So clearly I have good taste in women (For more evidence please reference "Fuhriman, Jessica Leigh"), but how do you REALLY prove your prowess in such a field? How could I validate the fact that my view of beauty is superior to those of my friends? Answer: Miss Universe Competition.
As you've read before, for the past few years the Deweys have hosted a beauty pageant competition that spontaneously began one night when we were playing games and a Miss USA pageant broke out on television. Since then our scoring and methodology has dramatically improved, also helped by the Deweys' decision to get Tivo so we could stop and compose ourselves between the non-stop pageant action.
This year, I had Miss Venezuela picked as my front-runner from the beginning. Why, you ask? First of all, I caught the ending of the Miss Venezuela pageant last year in a hotel room in Hong Kong and I realized that they were all, well, hot. Whoever won that contest had to be, well, REALLY hot. I don't know if it's the water, the tropical weather or the socialist agenda of Hugo Chavez, but something is going on in the Bolvarian Republic of Venezuela.
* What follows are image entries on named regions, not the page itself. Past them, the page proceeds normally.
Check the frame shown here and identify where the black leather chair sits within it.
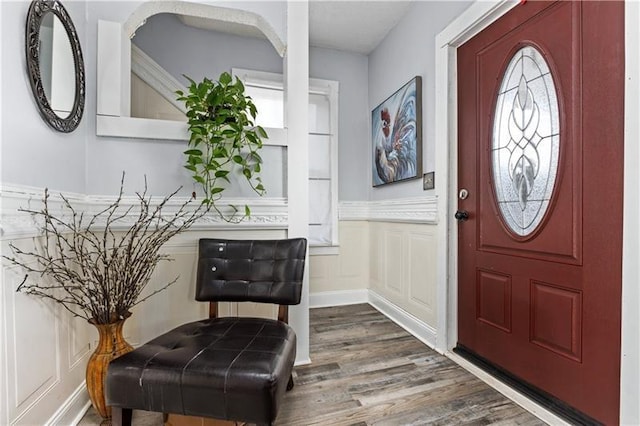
[106,238,307,425]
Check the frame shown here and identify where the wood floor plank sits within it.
[276,304,544,426]
[81,304,544,426]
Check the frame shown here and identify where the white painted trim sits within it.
[309,289,369,308]
[0,184,288,240]
[309,245,340,256]
[369,290,437,351]
[96,115,288,146]
[96,20,131,117]
[96,1,286,141]
[96,115,189,141]
[338,196,438,224]
[444,352,571,426]
[620,1,640,425]
[131,43,187,112]
[45,382,91,426]
[231,68,340,248]
[435,0,640,424]
[435,0,519,352]
[284,0,309,366]
[123,1,286,57]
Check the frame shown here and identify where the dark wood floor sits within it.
[80,305,544,426]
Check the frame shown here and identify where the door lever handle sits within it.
[454,210,469,222]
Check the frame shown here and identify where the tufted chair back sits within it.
[196,238,307,305]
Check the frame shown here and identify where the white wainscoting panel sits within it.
[65,315,94,370]
[369,221,437,328]
[309,221,369,294]
[0,184,288,425]
[382,231,406,300]
[3,268,60,418]
[407,231,437,325]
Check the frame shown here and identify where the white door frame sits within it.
[435,0,640,424]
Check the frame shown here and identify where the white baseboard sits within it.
[309,289,369,308]
[369,290,436,350]
[444,352,571,426]
[45,382,91,426]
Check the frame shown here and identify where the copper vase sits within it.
[86,318,133,419]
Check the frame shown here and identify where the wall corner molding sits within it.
[45,381,91,426]
[369,289,442,353]
[338,196,438,225]
[309,289,369,308]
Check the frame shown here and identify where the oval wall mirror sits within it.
[26,0,85,133]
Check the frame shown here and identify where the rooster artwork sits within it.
[371,76,422,186]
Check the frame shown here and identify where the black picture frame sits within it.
[371,76,422,187]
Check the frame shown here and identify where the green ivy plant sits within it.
[176,72,268,222]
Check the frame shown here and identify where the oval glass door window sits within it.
[491,46,560,237]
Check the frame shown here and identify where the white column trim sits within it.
[131,43,187,113]
[620,1,640,424]
[284,0,309,366]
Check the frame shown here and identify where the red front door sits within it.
[458,1,624,424]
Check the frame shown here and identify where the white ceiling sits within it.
[309,0,411,55]
[179,0,412,55]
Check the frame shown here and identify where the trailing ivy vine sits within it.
[176,72,268,222]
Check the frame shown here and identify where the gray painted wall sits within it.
[0,0,286,196]
[309,47,370,201]
[367,1,471,201]
[136,14,368,200]
[0,1,87,193]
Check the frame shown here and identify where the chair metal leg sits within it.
[111,407,133,426]
[287,375,295,392]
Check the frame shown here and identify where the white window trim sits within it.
[231,68,340,251]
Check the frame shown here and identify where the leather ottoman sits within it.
[106,317,296,424]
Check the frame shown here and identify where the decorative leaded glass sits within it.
[491,46,560,236]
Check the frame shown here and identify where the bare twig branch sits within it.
[3,173,209,324]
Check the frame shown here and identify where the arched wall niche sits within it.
[96,1,287,140]
[123,1,286,57]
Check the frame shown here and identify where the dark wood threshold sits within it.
[453,345,602,426]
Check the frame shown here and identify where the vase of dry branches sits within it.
[86,316,133,419]
[3,174,209,419]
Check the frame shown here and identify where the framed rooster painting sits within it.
[371,76,422,186]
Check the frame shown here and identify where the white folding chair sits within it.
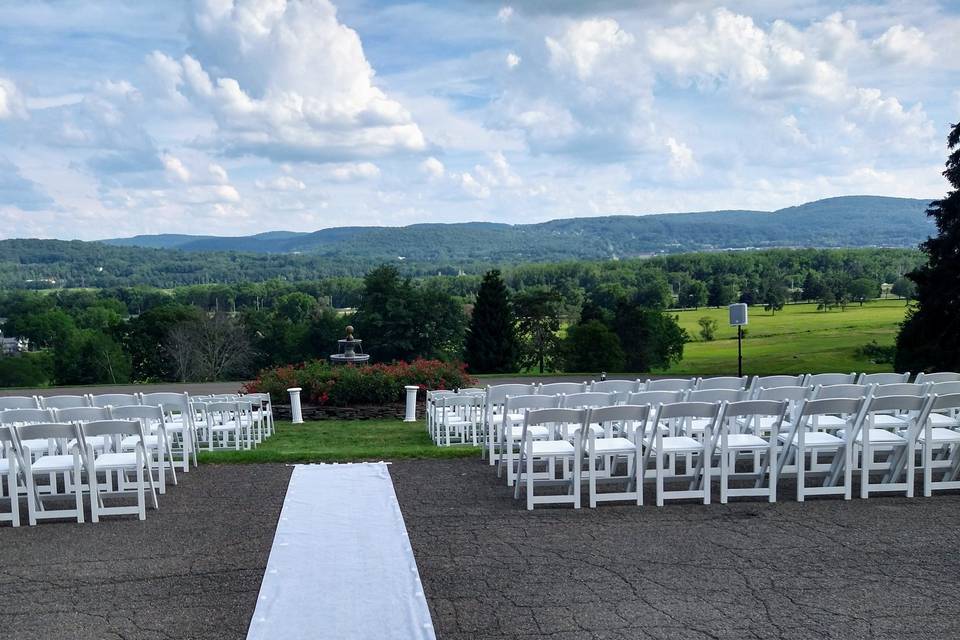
[643,402,724,507]
[16,423,83,526]
[750,374,807,399]
[483,384,537,466]
[0,427,21,527]
[642,378,697,391]
[0,396,40,411]
[713,400,790,504]
[857,371,910,384]
[90,393,140,407]
[513,409,590,510]
[585,405,650,508]
[40,396,90,409]
[917,393,960,498]
[497,395,560,487]
[777,397,866,502]
[914,371,960,384]
[109,404,177,494]
[694,376,748,391]
[537,382,587,396]
[136,392,197,473]
[79,420,160,522]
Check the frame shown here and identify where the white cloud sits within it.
[545,18,634,80]
[873,24,934,64]
[255,175,307,191]
[330,162,380,182]
[420,156,446,180]
[0,77,27,120]
[150,0,426,161]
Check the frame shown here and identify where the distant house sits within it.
[0,332,30,356]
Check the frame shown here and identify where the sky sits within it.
[0,0,960,241]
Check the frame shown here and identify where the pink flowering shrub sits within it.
[244,360,477,407]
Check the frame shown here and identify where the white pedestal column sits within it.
[403,385,420,422]
[287,387,303,424]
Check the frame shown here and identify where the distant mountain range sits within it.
[103,196,934,263]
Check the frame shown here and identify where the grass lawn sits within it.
[656,300,906,375]
[200,419,480,462]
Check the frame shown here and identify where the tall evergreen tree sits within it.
[894,123,960,371]
[464,269,519,373]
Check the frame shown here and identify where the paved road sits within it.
[0,460,960,640]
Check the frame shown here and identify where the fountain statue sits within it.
[330,325,370,364]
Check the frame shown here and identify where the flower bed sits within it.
[244,360,477,407]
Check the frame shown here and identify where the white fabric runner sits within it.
[247,462,436,640]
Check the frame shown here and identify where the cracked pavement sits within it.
[0,459,960,640]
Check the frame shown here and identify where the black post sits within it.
[737,324,743,378]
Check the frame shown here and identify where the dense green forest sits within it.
[0,249,921,386]
[0,196,932,288]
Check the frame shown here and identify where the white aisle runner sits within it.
[247,462,435,640]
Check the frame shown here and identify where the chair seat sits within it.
[653,436,703,453]
[727,433,770,449]
[930,413,960,427]
[593,438,637,453]
[779,431,843,447]
[93,453,137,469]
[510,425,550,440]
[31,455,73,472]
[530,440,574,456]
[857,429,907,444]
[120,436,160,450]
[917,427,960,443]
[871,413,910,429]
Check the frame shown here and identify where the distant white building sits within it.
[0,332,30,356]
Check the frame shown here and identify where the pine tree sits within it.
[464,269,519,373]
[894,123,960,372]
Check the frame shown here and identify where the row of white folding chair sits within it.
[0,419,159,526]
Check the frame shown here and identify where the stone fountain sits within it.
[330,326,370,364]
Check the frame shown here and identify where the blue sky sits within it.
[0,0,960,239]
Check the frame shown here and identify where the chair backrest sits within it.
[53,407,110,422]
[0,396,40,411]
[40,396,90,409]
[914,371,960,384]
[750,374,807,391]
[17,422,81,441]
[524,409,590,427]
[590,380,643,393]
[685,389,747,402]
[657,402,722,422]
[696,376,747,391]
[0,409,53,424]
[108,404,166,422]
[90,393,140,407]
[503,395,561,417]
[803,373,857,387]
[857,371,910,384]
[871,382,927,397]
[643,378,697,391]
[756,386,813,403]
[627,390,687,406]
[810,384,870,400]
[537,382,587,396]
[925,380,960,396]
[560,391,617,409]
[487,384,537,405]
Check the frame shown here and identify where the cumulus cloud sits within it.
[149,0,426,161]
[0,77,27,120]
[329,162,380,182]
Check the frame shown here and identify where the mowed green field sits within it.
[656,300,906,375]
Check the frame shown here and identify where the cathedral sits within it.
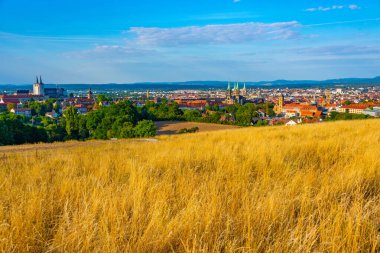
[33,76,45,96]
[224,82,247,105]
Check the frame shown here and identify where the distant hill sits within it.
[0,76,380,90]
[0,119,380,252]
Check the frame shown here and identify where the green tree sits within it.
[63,106,79,139]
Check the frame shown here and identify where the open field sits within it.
[156,121,238,135]
[0,120,380,252]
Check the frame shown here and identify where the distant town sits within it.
[0,76,380,122]
[0,76,380,145]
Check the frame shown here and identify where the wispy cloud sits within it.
[292,44,380,56]
[188,12,260,20]
[64,45,157,59]
[306,4,360,12]
[126,21,301,46]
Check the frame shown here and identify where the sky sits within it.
[0,0,380,84]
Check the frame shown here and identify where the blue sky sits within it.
[0,0,380,83]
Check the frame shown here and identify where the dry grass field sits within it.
[0,120,380,252]
[156,121,238,135]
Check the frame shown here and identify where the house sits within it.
[11,108,32,118]
[45,110,59,119]
[74,104,88,114]
[363,106,380,117]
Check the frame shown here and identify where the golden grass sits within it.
[0,120,380,252]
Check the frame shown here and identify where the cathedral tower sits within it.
[33,76,45,95]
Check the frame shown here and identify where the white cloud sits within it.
[126,21,301,46]
[306,4,360,12]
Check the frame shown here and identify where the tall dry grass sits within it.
[0,120,380,252]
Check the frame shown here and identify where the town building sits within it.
[11,108,32,118]
[224,82,247,105]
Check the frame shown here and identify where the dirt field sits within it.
[156,121,238,135]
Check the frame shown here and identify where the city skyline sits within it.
[0,0,380,83]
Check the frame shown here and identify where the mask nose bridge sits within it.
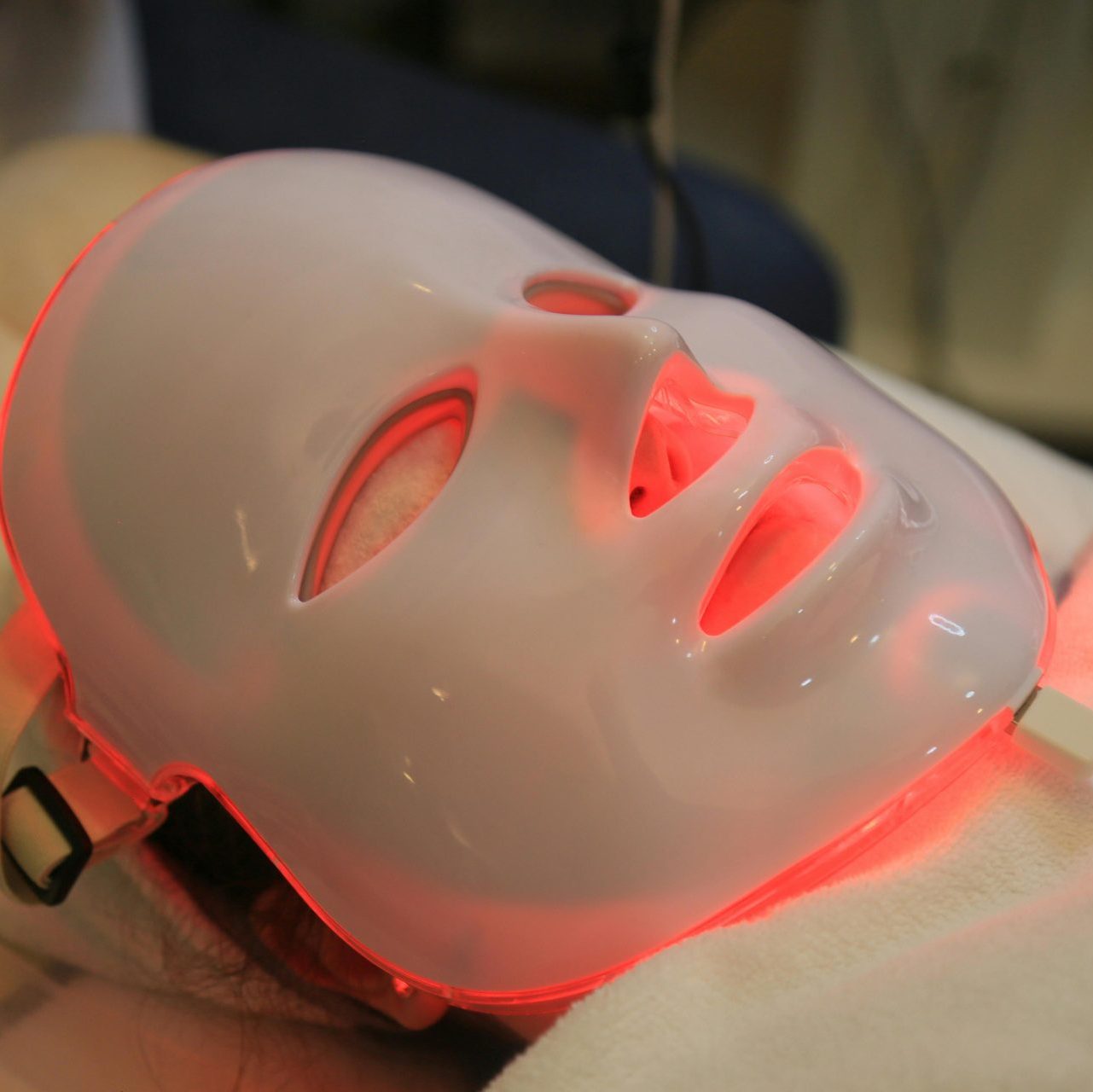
[483,308,691,465]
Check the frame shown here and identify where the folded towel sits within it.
[490,557,1093,1092]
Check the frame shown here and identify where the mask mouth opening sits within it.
[299,390,474,600]
[699,447,861,636]
[630,353,755,517]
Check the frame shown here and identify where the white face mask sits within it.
[3,152,1050,1008]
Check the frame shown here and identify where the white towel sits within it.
[490,420,1093,1092]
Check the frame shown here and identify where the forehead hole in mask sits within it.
[300,392,472,599]
[630,353,755,516]
[524,273,634,315]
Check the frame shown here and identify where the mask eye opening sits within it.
[630,353,755,518]
[299,390,474,601]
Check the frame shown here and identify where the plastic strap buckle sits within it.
[3,766,93,906]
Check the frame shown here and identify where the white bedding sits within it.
[0,138,1093,1092]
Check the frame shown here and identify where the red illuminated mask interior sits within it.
[302,392,471,599]
[700,447,861,634]
[630,353,754,516]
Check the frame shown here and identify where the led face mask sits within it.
[3,152,1051,1010]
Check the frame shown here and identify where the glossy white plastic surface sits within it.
[3,152,1049,995]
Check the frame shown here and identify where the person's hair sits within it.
[148,786,526,1089]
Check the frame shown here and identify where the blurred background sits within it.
[0,0,1093,459]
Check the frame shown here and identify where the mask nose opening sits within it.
[630,353,754,517]
[700,447,861,636]
[524,273,637,315]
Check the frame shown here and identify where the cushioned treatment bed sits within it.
[0,137,1093,1092]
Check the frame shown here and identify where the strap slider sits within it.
[3,766,93,906]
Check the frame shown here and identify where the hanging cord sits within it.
[615,0,709,291]
[846,0,1027,393]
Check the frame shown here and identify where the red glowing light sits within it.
[630,353,754,516]
[524,273,634,315]
[700,447,861,635]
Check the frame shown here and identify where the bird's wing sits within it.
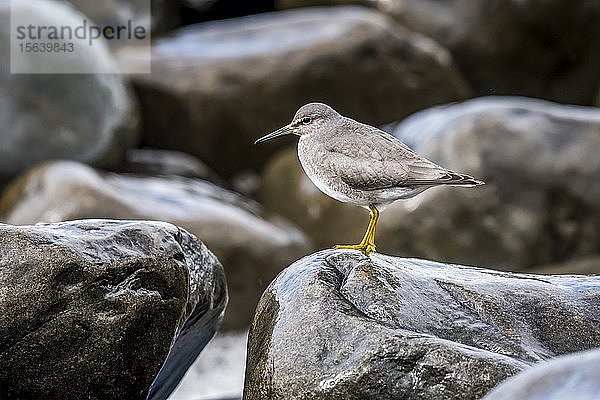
[328,124,474,190]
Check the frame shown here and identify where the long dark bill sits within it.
[254,125,292,144]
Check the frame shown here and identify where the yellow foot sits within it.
[333,243,375,256]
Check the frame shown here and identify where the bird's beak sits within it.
[254,125,294,144]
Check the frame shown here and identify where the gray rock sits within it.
[372,0,600,105]
[244,250,600,400]
[120,148,225,186]
[0,0,139,183]
[378,97,600,269]
[0,162,309,329]
[276,0,600,105]
[0,220,227,399]
[119,7,469,177]
[64,0,182,33]
[531,255,600,275]
[257,145,366,248]
[483,349,600,400]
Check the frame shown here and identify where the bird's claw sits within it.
[333,243,375,256]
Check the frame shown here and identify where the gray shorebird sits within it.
[254,103,483,255]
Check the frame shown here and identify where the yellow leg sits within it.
[333,206,379,255]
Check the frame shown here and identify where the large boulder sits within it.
[0,161,309,329]
[0,220,227,400]
[276,0,600,105]
[372,0,600,105]
[244,250,600,400]
[483,349,600,400]
[259,97,600,269]
[0,0,139,184]
[119,7,469,176]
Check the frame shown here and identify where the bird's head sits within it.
[254,103,341,144]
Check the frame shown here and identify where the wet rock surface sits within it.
[0,162,309,329]
[120,148,227,186]
[244,250,600,400]
[0,1,139,184]
[372,0,600,105]
[0,220,227,399]
[69,0,182,34]
[378,97,600,269]
[119,7,469,177]
[483,349,600,400]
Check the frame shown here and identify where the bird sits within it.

Secondly, in my extensive research I saw that Miss Venezuela hadn't been a Miss Universe in a dozen years! A travesty...
I went into the pageant with a definite list of top contestants based on beauty and a bit of pragmatism. For instance, in the Top 15 round I knew I would be selecting:
- Miss Venezuela (she always makes it and she's hot)
- Miss USA (TV ratings, baby...)
- Miss Vietnam (host country -- RIGHT GILBERT?)
- Miss Japan (Miss Japan won last year, and this year would make the semi-finals to avoid embarassment in the home country even if she had a goiter the size of Mount Fuji coming out of her neck)
- Czech Republic (Jessica is part Czech, so it make sense that Miss Czech Republic would be hot and nice)
After a tremendous performance in the Top 15 round (I picked 11 of them), I slumped in the Top 10 where I got last place (only chose 5 of the Top 10). But I tooootally redeemed myself in the Top 5 competition, where I picked all of the Top 5 -- including my Miss Venezuela selection.
I won't bore you with the rest of the details, but the final results included an astounding win of 149 points for me... including a selection of Miss Venezuela to win it all from the beginning, netting me bonus points that made it a massacre of my fellow competitors, who now hate me. In fact, Jessica is disgusted that my "icky taste always wins." Icky taste, says my new bride? Hmmmm... :)
I have a sinking feeling that my hot streak ends with next year's Miss USA, but I'll be sure to let you know.
See Nicole's scorecard below, including her quite scientific analysis of the Top 3 which includes the comment: "Miss Venezuela: just hot":
2 comments:
Ummmmm. Let's just be clear here. I do believe you learned your beauty pageant analysis techniques from being present during the Fuhriman girls' critique of the Miss America, Miss USA or Miss Universe pageants year after year. Ha! And you acted like you weren't paying attention. Hate to break it to you, Dave... but apparently there were some advantages to growing up with a household of sisters...
I am honored that you chose my score sheet to post on your blog. But, I still hate it that you clearly had everyone beat from the moment Jerry Springer yelled into the camera, "Welcome, and watch out Vietnam!"